0000 XXXXXXXX XX XXX
XXXXX XXX XXXXX, XXXXXX 00000
January 30, 2003
Xxxxxx X. Xxxxxxxxx, III
000 X. Xxxxxxx, Xxxxx 000
Xxx Xxxxx, XX 00000
Re: Asset Sale Agreement
Dear Xx. Xxxxxxxxx:
The purpose of this letter is to clarify certain provisions of the Asset Sale
Agreement of even date herewith between EZ Travel and you (the "Agreement").
As you know, EZ Travel intends to obtain shareholder approval of the sale of
the Assets as defined in the Agreement at an annual meeting of shareholders to
be held on or about March 25, 2003. The closing of the Agreement will take
place on such date or soon thereafter. You confirm that you will be
responsible for any and all liabilities of EZ Travel, whether direct or
indirect, absolute, accrued, contingent or otherwise, and whether due or to
become due, of any nature other than any liabilities that concern World
Information Technology. In addition, you confirm that you will be responsible
and will assume all liabilities and obligations of EZ Travel (whether in direct
and direct, absolute, accrued, contingent or otherwise, and whether due or to
become due, of any nature) relating in whole or in part to the period prior to
and including the closing, other than liabilities regarding World Information
Technology.
You acknowledge that the indemnification provisions of ARTICLE III of the
Agreement shall also extend to any breach or failure to observe or perform any
of your covenants, undertakings or agreements in this letter.

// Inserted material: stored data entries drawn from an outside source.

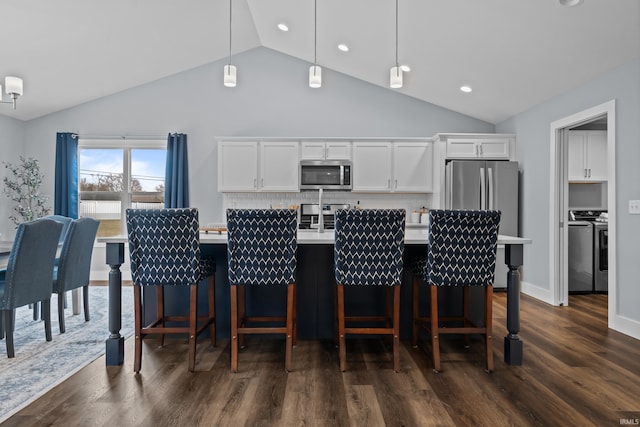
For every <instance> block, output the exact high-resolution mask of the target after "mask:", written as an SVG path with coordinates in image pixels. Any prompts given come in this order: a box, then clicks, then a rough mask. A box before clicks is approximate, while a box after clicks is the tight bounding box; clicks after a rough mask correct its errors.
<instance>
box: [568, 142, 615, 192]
mask: <svg viewBox="0 0 640 427" xmlns="http://www.w3.org/2000/svg"><path fill="white" fill-rule="evenodd" d="M567 164H568V175H569V181H571V182H602V181H606V180H607V131H605V130H573V131H569V135H568V161H567Z"/></svg>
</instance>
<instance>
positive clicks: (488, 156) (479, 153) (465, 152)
mask: <svg viewBox="0 0 640 427" xmlns="http://www.w3.org/2000/svg"><path fill="white" fill-rule="evenodd" d="M509 144H510V140H509V139H504V138H499V139H498V138H495V139H492V138H487V137H482V138H480V137H478V138H451V139H448V140H447V158H448V159H477V158H482V159H508V158H509V154H510V152H509Z"/></svg>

The Agreement shall continue in full force and effect without modification
except as provided in this letter agreement.
Please acknowledge your agreement with the foregoing by signing in the space
provided below and returning a signed copy to the undersigned.
Sincerely,
EZ TRAVEL, INC.
By: /s/ Xxxxxx X. Xxxxxxxxx, III
----------------------------
Its: President and CEO
ACKNOWLEDGED AND AGREED THIS 30th DAY OF JANUARY, 2003.